Sangkuni mulai merasakan tempat duduknya panas, dan hidangan yang dia santap serasa getir. “Kalau Anda melakukan hal yang tak benar dengan buruh, lalu pengadilan, departemen tenaga kerja, juga kepolisian membela perusahaan Anda, maka hancurlah nama pemerintah, juga Aku!”

“Pak Presiden atas nama Astina saya minta maaf. Tapi Pak Presiden perlu mengetahui bisnis kami kokoh di negeri ini. Bahkan menggurita di lima benua. Kalau kami mempertahankan melakukan produksi di negeri ini, itu hanya soal kesejarahan. Viyasa pendiri Astina lahir di negeri ini. Astina dengan mudah menarik investasi ke negeri lain. Kami, pebisnis tak mengenal nasionalisme dengan begitu baik. Ke mana uang berhembus di situ kami berada,” kata Sengkuni tak kalah berapi-api.

“Hati-hati dengan kata-katamu! Uang memang bisa membeli segalanya, tapi pemerintah tak mungkin ditekuk oleh pengusaha. Aku kecewa dengan Astina, aku berharap pemimpin pengganti Astina sebijak Pandu. Untuk itu Anda tak perlu berlama-lama, Anda sudah tahu bukan pintu keluar,” suara Manikmaya lemah lembut tapi mendesir tajam di hati Sangkuni, yang membuat seluruh tubuhnya ngilu. Sangkuni merasa ingin marah sekaligus merasa dipermalukan luar biasa.

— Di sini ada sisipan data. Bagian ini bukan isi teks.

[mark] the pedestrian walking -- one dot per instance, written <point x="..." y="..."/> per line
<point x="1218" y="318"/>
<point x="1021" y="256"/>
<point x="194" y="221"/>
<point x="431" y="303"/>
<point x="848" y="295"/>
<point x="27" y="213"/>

“Baik Pak Presiden, terimakasih atas pertemuan ini. Kami Astina akan berhitung lagi. Selamat malam.

Ruangan kembali hening tapi kali ini serasa lebih ramah. Empat orang yang berada satu meja itu adalah keluarga. Kresna meski bukan sanak saudara ketiga orang itu, namun Manikmaya, telah menganggapnya seperti anak sendiri. Manikmaya memiliki seorang anak bernama Wisnu, yang meninggal dunia di usia remaja. Suatu hari, ketika mengunjungi akademi militer, dia menemukan seorang taruna yang mirip dengan Wisnu, taruna itu Kresna. Parasnya yang tegap, gagah, dengan kulit hitam legam yang menunjukkan sifat perwira mengingatkan dia pada Wisnu. Sejak itu hubungan keduanya menjadi sangat dekat.[1]

Obrolan di meja itu seperti reuni keluarga, namun pelan-pelan bergeser membicangkan Astina.

“Ismaya, Catugora. Kalian mengabdi pada keluarga Astina, juga Kresna sangat akrab dengan anak-anak Pandu, menurut kalian apa yang harus kulakukan dengan Astina?”

“Payah,” sahut Catugora. Wajahnya menegang.

“Mengapa?”

“Sangkuni, Dorna, berinisiatif menyingkirkan mereka, dan rupa-rupanya akan berhasil”.

“Aku harus melakukan sesuatu untuk Astina,” kata Manikmaya kepada tiga tamunya.

-----

Pintu diketuk pelan. Sekretaris Manikmaya yang cantik memberitahu, konferensi pers akan segera dimulai.


Foto : www.acus.org

[1] Dalam cerita pewayangan, Sanghyang Tunggal atau Manikmaya memiliki permaisuri bernama Dewi Umayi. Dari perkawinan keduanya lahirlah Batara Sambo, Batara Brahma, Batara Indra, Batara Bayu, Batara Wisnu, dan Batara kala. Batara Wisnu dalam cerita pewayangan menitis pada diri Kresna.